La forza di Regina sta, dunque, in un mix di ingredienti ben calibrato che talvolta "osa", forzando i confini del genere e preferendo una narrazione ruvida e sincopata, evidente nella seconda parte del film, al più rassicurante andamento lineare accennato in apertura. Il ritmo teso, gli eventi e incontri a singhiozzo, la dimensione notturna che prende il sopravvento su quella diurna, gli stessi dialoghi frammentari, intervallati da lunghi e imbarazzanti silenzi, ci danno l'idea dell'incubo in cui è precipitata Regina, dello smarrimento di un'adolescente che ha perso i suoi punti di riferimento. Di contraltare, la figura paterna incarnata da Francesco Montanari si fa più involuta e carente, con l'attore abile a lasciar trasparire tutta la sua inadeguatezza in alcuni momenti chiave in cui è costretto al confronto con altri personaggi (Carabinieri, fidanzatino di Regina o compagna che siano).
Uno sguardo nuovo su luoghi conosciuti
Con Regina, Alessandro Grande dimostra di saper sfruttare al meglio gli ingredienti che ha a disposizione partendo da una storia (apparentemente) semplice per costruire un microcosmo in evoluzione. Passioni personali e influenze cinefile si intrecciano in una storia che ribadisce l'urgenza di essere raccontata in un contesto ambientale che lotta per prendere il sopravvento.
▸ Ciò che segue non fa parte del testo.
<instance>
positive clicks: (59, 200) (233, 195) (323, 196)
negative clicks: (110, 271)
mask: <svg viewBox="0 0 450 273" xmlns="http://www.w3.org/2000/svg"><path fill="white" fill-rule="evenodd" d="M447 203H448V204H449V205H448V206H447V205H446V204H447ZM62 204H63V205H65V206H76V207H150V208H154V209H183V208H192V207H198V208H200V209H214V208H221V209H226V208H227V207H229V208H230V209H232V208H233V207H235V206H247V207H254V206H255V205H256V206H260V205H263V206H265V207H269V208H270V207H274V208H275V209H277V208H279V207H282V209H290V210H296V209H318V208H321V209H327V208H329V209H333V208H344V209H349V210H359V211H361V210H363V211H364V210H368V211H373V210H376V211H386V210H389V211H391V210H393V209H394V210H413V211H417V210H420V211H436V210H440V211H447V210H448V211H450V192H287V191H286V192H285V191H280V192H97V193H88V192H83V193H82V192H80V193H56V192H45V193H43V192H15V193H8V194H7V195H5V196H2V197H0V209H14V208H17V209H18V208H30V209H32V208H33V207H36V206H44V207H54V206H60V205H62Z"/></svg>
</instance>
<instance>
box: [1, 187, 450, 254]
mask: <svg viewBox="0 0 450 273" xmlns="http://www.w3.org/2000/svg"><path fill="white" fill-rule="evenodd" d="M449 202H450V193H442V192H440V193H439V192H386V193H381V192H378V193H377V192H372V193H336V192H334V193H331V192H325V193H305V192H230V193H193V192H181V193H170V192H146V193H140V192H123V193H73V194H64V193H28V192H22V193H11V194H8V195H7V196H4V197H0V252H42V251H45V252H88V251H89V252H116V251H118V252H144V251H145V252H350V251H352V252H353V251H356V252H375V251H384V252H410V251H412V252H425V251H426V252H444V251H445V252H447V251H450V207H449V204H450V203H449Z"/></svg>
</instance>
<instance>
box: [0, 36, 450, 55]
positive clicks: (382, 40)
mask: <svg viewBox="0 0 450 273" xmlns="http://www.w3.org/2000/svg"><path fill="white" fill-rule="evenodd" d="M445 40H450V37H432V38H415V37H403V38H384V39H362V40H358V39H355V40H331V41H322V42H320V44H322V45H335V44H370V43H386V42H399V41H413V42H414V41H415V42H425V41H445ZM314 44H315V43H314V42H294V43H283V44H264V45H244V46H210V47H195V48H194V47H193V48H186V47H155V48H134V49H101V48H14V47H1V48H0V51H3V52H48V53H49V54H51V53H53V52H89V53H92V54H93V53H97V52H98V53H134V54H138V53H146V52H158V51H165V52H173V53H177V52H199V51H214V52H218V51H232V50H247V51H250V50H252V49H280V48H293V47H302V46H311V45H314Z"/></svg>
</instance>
Nel raccontare la sua Calabria, il regista spazza via cliché e luoghi comuni, costruisce sequenze che mettono alla prova i suoi interpreti anche fisicamente e rischia là dove decide di evitare facili risposte e scelte ovvie. Il suo coraggio viene premiato con un risultato vibrante, a tratti imperfetto, come la voce della Regina cantante che in principio spiazza con i suoi sussurri tremolanti per poi avvincerti nota dopo nota.
Conclusioni
Come evidenziato nella recensione di Regina, l'opera prima di Alessandro Grande rappresenta una ventata di aria fresca nel panorama italiano valorizzando i suoi interpreti Francesco montanari e la rivelazione Ginevra Francesconi con una narrazione coraggiosa e spiazzante che schiva le vie più battute per raccontare la paternità da un punto di vista inedito. Oltre alla grande umanità dei protagonisti, a catturare l'attenzione sono l'immagine insolita di una Calabria montuosa e crepuscolare e la musica che accompagna il cammino di Regina in un romanzo di formazione inconsueto.
Perché ci piace
- La protagonista Ginevra Francesconi è una vera e propria rivelazione a cui Francesco Montanari tiene testa con una performance umana e sfaccettata.
- Una storia semplice viene arricchita e valorizzata da uno sguardo autoriale inedito.
- Le sequenze musicali, seppur poche, sono davvero affascinanti.
- Il film ci permette di conoscere una Calabria inedita, meno nota.
Cosa non va
- Il ritmo aspro e sincopato della seconda parte spiazza rispetto alla narrazione più lineare di inizio film.
- Il regista non risponde a tutte le domande sollevate dal film, alcune linee narrativi e personaggi secondari vengono sacrificati a favore dei due protagonisti.